Dr Anne Aly on Terrorism
Even as we publish the Black & White today the media is filled with the presumed terrorist attack in Bangkok, the loss of so many more innocent, civilian lives and the plunging of a city into chaos, gripped with fear of further attack from faceless assailants.
At the Centre for Ethics Lecture Series at Newington recently, Associate Professor Anne Aly of Curtin University drew a large crowd to discuss her research interests in the areas of terrorism studies and counter terrorism, with a focus on the public and policy responses to terrorism.
While answers seem far from our reach as governments grapple with responses, trying to prevent the violence, let alone understand the terrorists’ motivations, Professor Aly stated: “We are all in this together. Every country is dealing with the same issues around terrorism, violent extremism and social division—who becomes and terrorist and why? Who commits horrific acts we cannot even fathom?”
The Professor went on to warn of the simplicity in stereotyping terrorists—who can be any age, gender, and nationality. She would suggest that profiling is unsuccessful because there is not a particular terrorist profile.
“Some come from un-extraordinary lives until they become operative,” she warned.
One of the obvious questions is ‘why’. What are the environments or situations in which terrorism is allowed to flourish, and in which environments does radicalisation emerge? What is the role of individual psychology?
Professor Aly again explained such approaches have proven to have no quick fix answers. “Looking closely at operatives and former operatives has demonstrated the appearance of unlimited combinations of conditions that can answer ‘why’ someone becomes a terrorist, such as justifying violence in your head as bravery, believing your anger should be channeled and accepting that religion can be violent.”

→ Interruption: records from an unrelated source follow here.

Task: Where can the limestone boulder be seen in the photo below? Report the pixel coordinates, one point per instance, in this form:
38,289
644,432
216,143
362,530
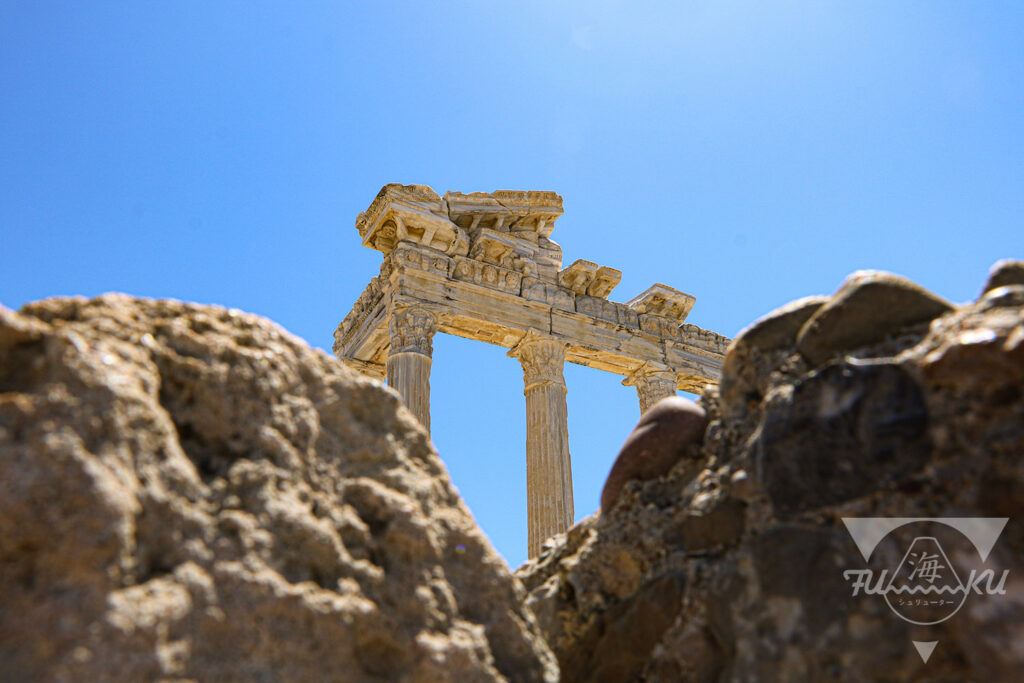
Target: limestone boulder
192,493
731,565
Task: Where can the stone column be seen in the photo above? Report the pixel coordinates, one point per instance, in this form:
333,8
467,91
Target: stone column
652,384
412,331
549,469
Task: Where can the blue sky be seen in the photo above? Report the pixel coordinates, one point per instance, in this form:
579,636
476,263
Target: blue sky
748,153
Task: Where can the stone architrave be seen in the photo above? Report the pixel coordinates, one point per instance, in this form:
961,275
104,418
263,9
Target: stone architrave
652,384
549,468
482,266
412,331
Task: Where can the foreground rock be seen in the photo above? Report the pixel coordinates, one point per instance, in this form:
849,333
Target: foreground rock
733,568
190,492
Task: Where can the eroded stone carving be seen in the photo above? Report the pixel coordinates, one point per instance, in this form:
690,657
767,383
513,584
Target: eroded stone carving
413,331
484,261
652,383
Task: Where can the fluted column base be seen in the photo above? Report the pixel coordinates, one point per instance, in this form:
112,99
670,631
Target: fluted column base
549,468
409,374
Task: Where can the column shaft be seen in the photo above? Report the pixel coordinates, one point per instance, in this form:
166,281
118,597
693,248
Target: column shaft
549,468
412,331
409,374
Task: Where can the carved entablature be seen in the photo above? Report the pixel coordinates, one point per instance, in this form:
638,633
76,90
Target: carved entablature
706,339
601,308
493,247
553,295
484,267
415,256
410,213
366,303
486,274
664,301
586,278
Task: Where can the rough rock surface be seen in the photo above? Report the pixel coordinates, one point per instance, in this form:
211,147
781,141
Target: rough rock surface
187,492
656,443
733,569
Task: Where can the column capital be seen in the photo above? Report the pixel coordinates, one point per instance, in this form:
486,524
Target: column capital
543,359
412,330
653,383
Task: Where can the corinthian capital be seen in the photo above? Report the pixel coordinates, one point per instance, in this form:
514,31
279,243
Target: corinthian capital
542,359
412,330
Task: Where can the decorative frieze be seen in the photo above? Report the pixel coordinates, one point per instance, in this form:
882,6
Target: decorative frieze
652,383
413,256
538,290
664,301
486,274
587,278
705,339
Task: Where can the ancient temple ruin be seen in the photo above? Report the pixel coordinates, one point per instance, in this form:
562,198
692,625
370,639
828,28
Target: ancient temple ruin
483,266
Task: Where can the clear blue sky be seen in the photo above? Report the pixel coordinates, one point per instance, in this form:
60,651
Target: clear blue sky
748,153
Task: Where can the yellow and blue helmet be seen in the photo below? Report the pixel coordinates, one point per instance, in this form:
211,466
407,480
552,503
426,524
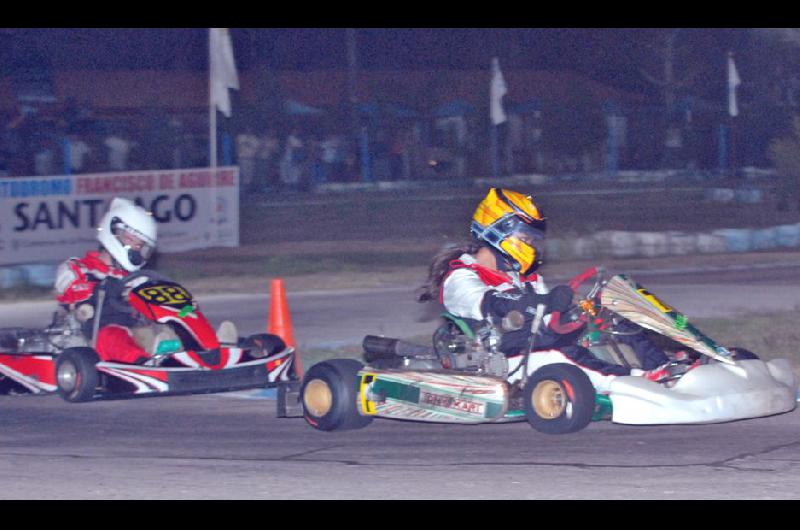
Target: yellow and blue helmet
513,225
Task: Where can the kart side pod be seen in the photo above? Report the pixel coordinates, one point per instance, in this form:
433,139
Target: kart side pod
431,396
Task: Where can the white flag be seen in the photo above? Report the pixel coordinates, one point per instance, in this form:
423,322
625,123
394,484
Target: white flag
496,92
222,69
733,82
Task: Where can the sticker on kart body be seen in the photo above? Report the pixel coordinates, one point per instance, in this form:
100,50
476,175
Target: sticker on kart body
167,294
650,297
367,406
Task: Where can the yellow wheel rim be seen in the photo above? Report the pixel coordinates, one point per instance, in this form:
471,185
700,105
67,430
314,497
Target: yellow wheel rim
318,398
549,399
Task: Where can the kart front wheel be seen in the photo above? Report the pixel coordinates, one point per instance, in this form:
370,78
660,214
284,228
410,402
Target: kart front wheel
329,395
741,354
76,376
559,399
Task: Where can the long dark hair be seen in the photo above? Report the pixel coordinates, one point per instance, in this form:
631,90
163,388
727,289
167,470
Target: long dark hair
440,265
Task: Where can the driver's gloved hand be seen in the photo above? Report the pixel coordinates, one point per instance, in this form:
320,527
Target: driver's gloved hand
560,299
114,287
499,304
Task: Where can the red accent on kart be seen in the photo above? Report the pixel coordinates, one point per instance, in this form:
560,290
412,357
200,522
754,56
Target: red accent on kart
274,364
568,388
160,375
40,369
555,316
223,359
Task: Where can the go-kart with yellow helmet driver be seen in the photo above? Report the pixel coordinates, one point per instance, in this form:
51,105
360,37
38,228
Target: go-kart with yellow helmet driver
127,234
496,274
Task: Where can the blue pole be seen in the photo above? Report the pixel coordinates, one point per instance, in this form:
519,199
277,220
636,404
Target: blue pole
495,146
723,148
227,151
67,157
366,163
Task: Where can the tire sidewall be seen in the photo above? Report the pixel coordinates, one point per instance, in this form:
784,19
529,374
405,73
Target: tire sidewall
578,390
86,377
341,377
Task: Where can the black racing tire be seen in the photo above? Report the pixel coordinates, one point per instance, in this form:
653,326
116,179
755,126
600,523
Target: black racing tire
559,399
263,345
741,354
76,375
329,393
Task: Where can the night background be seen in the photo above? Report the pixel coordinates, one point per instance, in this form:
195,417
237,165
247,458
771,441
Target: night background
590,99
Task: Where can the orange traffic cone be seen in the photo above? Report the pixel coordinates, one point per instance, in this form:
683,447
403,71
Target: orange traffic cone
280,321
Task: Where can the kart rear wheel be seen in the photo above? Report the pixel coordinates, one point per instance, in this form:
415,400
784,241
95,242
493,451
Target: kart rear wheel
559,399
329,395
76,376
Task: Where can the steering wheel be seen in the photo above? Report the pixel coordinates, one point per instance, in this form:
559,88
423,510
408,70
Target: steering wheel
585,307
115,287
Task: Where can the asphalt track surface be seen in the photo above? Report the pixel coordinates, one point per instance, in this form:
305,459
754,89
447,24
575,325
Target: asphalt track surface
226,446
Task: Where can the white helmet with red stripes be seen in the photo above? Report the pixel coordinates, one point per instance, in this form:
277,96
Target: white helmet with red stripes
128,233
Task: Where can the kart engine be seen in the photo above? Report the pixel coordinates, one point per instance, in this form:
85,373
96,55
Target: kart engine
479,354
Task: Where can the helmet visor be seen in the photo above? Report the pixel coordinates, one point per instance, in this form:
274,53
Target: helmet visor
520,241
138,247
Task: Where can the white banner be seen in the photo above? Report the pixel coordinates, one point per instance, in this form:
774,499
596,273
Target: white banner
49,219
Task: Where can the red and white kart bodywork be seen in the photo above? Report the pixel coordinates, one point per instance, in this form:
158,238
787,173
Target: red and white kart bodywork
61,359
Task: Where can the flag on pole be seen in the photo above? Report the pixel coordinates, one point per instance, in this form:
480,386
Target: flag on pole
733,82
222,67
497,90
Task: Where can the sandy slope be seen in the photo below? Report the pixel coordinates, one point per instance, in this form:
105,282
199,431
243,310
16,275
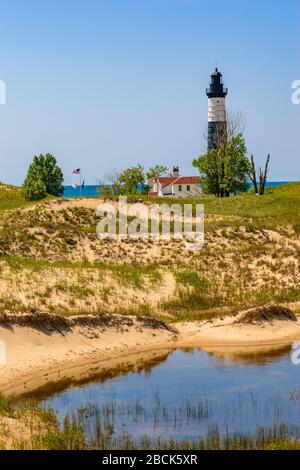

Instead Professor Aly’s research has been in four particular areas:
- Hearing the stories of victims, survivors, and former terrorists
- Creating counter narratives for online radicalisation
- Studying the influence of propaganda
- Tracking the pathways of self-activators.
The evening went on to finish with an equally engaging Q&A session when Professor Aly took the majority of questions from young students in the audience covering topics such as utilising peer networks for de-radicalisation success, defining government funded and government endorsed terrorism and weighing up the resources currently put into a ‘reactionary’ approach, against producing persistent ‘counter’ or ‘alternative’ narratives to violence, such as negotiation and choice at very early stages.
One uncontested reality is that the Centre for Ethics lectures always leave the debate still raging, when we have to turn off the lights and go home.